I spotted part of the following interview in a
discussion over at MetaFilter today. (I made my first
Metafilter FPP today, very exciting, anyway...).
Will Wright is the inventor of the SimCity and the Sims games. And, if this
interview from GameSpy is anything to go by, either someone with a good imagination, or someone with enough money to try and make the things he wants to make happen (and most probably both).
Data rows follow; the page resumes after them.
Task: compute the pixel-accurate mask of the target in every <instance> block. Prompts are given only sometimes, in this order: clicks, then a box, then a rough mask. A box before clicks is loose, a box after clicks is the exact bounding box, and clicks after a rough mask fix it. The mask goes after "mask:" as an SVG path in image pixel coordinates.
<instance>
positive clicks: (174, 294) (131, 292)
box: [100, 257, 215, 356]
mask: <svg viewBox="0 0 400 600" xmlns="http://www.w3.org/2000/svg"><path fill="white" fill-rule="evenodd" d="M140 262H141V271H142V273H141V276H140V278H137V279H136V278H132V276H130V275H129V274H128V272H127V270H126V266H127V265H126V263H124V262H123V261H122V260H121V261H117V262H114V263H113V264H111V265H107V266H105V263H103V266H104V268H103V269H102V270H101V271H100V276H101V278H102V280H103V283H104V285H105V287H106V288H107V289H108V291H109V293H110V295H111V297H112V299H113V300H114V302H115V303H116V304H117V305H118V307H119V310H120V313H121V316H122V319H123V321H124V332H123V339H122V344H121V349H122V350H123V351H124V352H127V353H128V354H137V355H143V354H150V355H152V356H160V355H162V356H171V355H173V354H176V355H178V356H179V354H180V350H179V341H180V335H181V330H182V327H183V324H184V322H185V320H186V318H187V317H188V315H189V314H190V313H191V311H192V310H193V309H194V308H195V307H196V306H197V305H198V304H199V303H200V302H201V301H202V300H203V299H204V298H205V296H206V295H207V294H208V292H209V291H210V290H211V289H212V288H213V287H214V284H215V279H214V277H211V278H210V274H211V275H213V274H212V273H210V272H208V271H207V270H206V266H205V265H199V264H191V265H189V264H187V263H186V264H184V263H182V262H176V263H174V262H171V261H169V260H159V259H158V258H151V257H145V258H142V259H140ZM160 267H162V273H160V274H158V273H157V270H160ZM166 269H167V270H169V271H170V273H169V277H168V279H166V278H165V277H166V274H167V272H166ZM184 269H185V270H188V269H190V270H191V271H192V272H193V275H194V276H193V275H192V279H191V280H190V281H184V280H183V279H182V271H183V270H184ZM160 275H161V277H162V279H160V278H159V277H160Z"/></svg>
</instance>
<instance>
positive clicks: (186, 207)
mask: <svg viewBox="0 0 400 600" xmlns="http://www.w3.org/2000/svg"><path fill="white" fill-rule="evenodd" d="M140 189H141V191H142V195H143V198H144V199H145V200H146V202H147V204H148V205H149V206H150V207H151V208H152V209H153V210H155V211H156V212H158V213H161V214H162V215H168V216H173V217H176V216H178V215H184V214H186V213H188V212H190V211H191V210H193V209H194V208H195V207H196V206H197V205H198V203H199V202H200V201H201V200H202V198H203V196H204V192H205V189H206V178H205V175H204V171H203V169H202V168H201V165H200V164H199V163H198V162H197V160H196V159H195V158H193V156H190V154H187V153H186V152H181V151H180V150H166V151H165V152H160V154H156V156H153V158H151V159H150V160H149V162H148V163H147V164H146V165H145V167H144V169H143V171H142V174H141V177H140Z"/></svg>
Having just told the interviewer about his uncollecting hobby (whereby he buys up other people's collections on ebay, and then disseminates the collections back out into the community, thereby 'uncollecting' them), he then reveals he spends his 'real money' on soviet-era space hardware.
Wright: It started in the last 10 months or so. I got really interested in the Russian space program and the way they design things, so I started collecting this stuff like big control panels.
GameSpy: What is the biggest thing that you've bought?
Wright: The biggest thing I have right now is the external hatch off a Russian space shuttle. It's about four feet in diameter and about 100 pounds.
GameSpy: And you have it leaning against a wall?
Wright: Yeah, in our stairwell.
And I have a seat from the Soyuz. That's also pretty big. Some of the Mir control panels get pretty large. And I have a Soyuz hatch, which is a little smaller. It's about that big. (Wright holds his hand about three feet off the ground.)
GameSpy: Are you still roboting?
Wright: Not robot fighting stuff, but we are still building robots and attacking people with them.
GameSpy: Attacking people?
Wright: Yes, at Berkeley. We build these robots and we take them down to Berkeley and study the interactions that people have with the robots.
We built this newer one that has a rapid-fire ping pong cannon. And they really hurt. They come out really fast. It will fire about 10 per second. It has this big bin on it that is full of ping pong balls.
So we give people this plastic bag and we say, "It's set up to play baseball. Do you want to play baseball?" So we stand them up in front of the robot and we give them a face shield. We tell them, "It's going to shoot a little ball and you try to hit it." And all of a sudden it's like da-da-da-da, and it's belting them with balls.
We take it out to laundry mats, restaurants, drive-ins. People turn around and there is this robot and it's trying to interact with them.
Interact. By shooting ping pong balls at them. Ahhh, geeks.
The rest of the interview is both random and interesting (for someone who enjoys games, maybe).